—¡Un momento! ¡Un momento! ¡Un momento! —gritó Salis por la radio del traje. La base del cañón de riel medía diez metros de largo, tenía más o menos forma de hexágono y una masa superior a la de una nave pequeña. Media docena de propulsores de construcción que había en uno de los costados de la mole se activaron cuando gritó y lanzaron al vacío masa eyectada. El calibrador del mecha de Salis volvió a cero. Y se detuvo el ínfimo movimiento de la gigantesca estructura. Se quedaron flotando juntos, esa arma inhumanamente grande, la estación alienígena con su tenue resplandor, Salis y su mecha de construcción de color amarillo fosforescente.
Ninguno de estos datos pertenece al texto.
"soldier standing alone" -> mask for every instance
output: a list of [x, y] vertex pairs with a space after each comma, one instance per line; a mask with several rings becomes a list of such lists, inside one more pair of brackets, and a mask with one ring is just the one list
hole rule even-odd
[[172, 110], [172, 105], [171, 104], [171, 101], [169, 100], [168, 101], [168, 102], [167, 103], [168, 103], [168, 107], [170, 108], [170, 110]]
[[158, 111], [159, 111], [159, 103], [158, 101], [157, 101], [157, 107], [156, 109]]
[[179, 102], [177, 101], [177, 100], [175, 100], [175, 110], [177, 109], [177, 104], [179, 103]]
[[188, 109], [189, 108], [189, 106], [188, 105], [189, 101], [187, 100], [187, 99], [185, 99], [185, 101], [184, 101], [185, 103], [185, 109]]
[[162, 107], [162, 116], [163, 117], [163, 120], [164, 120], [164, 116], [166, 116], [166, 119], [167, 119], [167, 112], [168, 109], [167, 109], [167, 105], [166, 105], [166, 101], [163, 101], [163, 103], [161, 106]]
—¿Was ist los, coyo? —preguntó Jakulski, el supervisor técnico, en su oreja.
—Las lecturas no concuerdan —dijo Salis mientras volvía a pasar los láseres de cálculo por el cañón de riel y la cavidad en la que se suponía que tenía que colocarlo. Había costado mucho rodear la estación alienígena con tres grandes cinchas de cerámica, urdimbre de carbono-silicato y acero. Ahora tenía el aspecto de una enorme pelota azul rodeada por unas bandas de goma colocadas en ángulos de noventa grados la una de la otra. Y en los lugares en los que se cruzaban las cinchas había una torreta de cañón de riel. Lo habían intentado, pero había sido imposible taladrar la estación alienígena. Soldar cosas a su estructura tampoco funcionaba porque la superficie no se fundía. Envolverla con las cinchas había sido la única alternativa para ponerle cosas encima.
—Und jetzt?
—Mueve un minuto y diez segundos el eje relativo z y menos ocho segundos el relativo y.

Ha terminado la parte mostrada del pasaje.